À Saint-Just ensuite, près du hameau d'Estrémiac, une stèle rappelle le massacre d'une partie du convoi, qui stoppa à Albaret-Sainte-Marie ; à l'approche des Allemands, les blessés se dispersèrent, les plus atteints furent cachés dans un mazuc qui devint hôpital improvisé. Une marche a emmené les participants jusqu'à ce lieu resté intact, où une doctoresse de Saint-Alban venait tous les jours donner les soins. L'hôpital psychiatrique recueillit des blessés graves, ainsi que d'autres en provenance du mont Mouchet, et fut un des hauts lieux de résistance avec l'accueil de nombreux juifs et résistants, et notamment le poète Paul Eluard.

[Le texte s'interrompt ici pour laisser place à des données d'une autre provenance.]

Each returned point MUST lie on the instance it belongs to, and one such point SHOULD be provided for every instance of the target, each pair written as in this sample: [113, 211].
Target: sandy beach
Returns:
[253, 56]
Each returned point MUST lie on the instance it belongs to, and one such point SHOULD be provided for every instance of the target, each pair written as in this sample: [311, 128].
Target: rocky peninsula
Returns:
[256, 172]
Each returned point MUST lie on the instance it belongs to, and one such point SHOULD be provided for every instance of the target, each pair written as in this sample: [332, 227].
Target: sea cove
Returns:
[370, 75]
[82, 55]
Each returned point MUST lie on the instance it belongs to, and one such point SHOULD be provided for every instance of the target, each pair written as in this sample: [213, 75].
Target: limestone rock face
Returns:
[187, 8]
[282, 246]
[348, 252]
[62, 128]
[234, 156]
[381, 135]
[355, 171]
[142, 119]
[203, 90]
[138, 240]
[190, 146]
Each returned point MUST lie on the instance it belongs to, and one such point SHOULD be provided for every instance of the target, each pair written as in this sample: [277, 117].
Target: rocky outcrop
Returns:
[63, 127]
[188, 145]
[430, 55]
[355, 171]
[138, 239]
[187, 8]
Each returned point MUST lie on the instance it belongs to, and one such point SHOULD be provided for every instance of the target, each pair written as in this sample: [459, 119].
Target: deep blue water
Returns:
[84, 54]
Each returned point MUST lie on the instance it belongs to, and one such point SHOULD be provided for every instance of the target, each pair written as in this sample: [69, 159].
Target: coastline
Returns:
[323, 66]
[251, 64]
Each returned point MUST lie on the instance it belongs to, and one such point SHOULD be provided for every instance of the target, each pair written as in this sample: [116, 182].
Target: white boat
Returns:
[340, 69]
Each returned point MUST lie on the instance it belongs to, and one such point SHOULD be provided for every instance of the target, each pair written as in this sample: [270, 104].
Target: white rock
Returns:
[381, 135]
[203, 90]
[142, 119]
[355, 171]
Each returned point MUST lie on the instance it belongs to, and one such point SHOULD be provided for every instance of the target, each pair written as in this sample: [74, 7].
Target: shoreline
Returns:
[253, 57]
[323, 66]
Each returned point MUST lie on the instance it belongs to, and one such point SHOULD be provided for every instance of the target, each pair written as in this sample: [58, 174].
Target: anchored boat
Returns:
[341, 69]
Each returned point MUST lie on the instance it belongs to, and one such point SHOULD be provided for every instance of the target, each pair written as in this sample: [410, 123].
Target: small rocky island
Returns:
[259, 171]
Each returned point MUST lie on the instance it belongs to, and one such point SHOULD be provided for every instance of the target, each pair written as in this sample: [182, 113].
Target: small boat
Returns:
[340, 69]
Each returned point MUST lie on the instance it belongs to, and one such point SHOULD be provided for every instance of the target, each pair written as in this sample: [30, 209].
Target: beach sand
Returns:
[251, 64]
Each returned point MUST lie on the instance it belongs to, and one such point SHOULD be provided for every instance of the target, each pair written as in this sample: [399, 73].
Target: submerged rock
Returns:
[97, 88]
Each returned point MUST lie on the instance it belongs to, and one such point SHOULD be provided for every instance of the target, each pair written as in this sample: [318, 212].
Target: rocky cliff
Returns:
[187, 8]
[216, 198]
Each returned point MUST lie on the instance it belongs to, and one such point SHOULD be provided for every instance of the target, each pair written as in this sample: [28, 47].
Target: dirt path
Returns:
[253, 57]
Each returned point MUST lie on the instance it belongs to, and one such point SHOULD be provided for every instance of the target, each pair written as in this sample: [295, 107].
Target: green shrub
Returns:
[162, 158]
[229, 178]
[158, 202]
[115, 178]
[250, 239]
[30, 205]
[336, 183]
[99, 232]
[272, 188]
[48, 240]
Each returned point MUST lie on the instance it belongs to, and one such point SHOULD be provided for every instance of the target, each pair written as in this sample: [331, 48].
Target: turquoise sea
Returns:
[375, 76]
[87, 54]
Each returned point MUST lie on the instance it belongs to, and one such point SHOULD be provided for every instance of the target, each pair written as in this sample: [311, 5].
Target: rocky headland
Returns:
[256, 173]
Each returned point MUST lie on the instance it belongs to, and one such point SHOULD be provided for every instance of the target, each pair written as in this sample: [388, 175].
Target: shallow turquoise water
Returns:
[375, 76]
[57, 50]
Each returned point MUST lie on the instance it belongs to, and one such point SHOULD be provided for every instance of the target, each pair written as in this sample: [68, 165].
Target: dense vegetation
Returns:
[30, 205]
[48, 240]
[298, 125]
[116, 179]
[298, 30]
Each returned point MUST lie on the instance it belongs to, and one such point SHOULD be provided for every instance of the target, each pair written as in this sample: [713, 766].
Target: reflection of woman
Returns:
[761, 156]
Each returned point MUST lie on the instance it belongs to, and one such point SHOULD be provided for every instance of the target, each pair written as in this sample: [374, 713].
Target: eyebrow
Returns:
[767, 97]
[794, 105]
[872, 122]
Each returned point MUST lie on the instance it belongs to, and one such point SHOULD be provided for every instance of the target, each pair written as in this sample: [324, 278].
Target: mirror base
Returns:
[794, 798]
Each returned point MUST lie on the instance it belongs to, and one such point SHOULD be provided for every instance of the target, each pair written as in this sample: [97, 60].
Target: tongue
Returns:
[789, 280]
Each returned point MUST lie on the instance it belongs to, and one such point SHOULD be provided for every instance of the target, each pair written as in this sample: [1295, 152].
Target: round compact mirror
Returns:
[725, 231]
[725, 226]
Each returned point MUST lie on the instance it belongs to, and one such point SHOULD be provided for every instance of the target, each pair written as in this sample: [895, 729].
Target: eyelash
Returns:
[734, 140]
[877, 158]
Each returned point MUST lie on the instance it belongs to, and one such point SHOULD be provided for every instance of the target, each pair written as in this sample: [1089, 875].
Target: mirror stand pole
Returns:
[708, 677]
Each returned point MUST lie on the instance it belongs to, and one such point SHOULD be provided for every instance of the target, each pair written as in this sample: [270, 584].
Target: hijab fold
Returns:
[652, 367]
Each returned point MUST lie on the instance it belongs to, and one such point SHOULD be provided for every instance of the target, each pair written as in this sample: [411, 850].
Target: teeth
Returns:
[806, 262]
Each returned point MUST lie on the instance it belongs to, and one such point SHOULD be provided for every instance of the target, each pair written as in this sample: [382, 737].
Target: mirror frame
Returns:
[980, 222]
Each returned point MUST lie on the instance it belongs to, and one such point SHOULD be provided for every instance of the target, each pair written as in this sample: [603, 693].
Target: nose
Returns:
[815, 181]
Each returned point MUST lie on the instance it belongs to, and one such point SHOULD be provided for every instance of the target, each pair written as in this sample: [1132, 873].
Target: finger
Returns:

Avec récits, témoignages, lectures, projections à chaque étape du parcours, accueils par toutes les municipalités, participation d'historiens, de témoins, et de jeunes et moins jeunes qui ont mêlé la poésie au récit du drame et de l'héroïsme, cette journée a été un grand moment au service de la mémoire et de l'hommage que l'on doit à ces hommes, devenus des héros, pour notre liberté.

"Ils faisaient cuire du pain au péril de leur vie"

"En août, nous sommes partis à Luc-sur-Mer pour découvrir les plages du Débarquement." Comme cette famille, originaire de Grandrieu, de nombreuses générations, marquées par la guerre 39-45, s’y rendent estimant le pèlerinage nécessaire. Et Rose-Marie s’en souvient comme si c’était hier. Le témoignage d’un gardien du musée d’Arromanches la bouleverse encore aujourd’hui. Et c’est le fils de Rose-Marie, équipé d’un appareil pour l’aider à marcher, qui va favoriser la discussion. " 'Qu’est qu’il a fait, votre fils ?'. Cet homme avait lui aussi des appareils de marche. Il avait débarqué sur les plages françaises ce 6 juin 1944 et en portait les séquelles." Entendant l’accent chantant de la famille, le gardien demande d’où elle vient. "Quand je lui ai dit que j’étais lozérienne, il m’a embrassée, se souvient Rose-Marie, les larmes aux yeux. Son frère avait fait le maquis au mont Mouchet… Et à chaque repas, quand les enfants font des boules avec le pain, son frère se met hors de lui." La raison ? "Si les gens des villages autour du mont Mouchet n’avaient pas fait cuire du pain au péril de leur vie, les résistants seraient morts. Les Allemands vérifiaient la chaleur du four : si c’était trop chaud pour la quantité de pain nécessaire au village, ils comprenaient que la Résistance avait été aidée. Malgré ce danger, les villageois leur ont permis de survivre. Je lui ai alors proposé de lui donner une demi-baguette qui me restait dans la voiture." Il a accepté sur ces mots : "Ce soir, nous mangerons, ce bout de pain de Lozère en hommage à tous les villageois qui, autour du mont Mouchet, ont aidé le maquis." Une anecdote poignante que Rose-Marie évoque quand, au village, le four est allumé.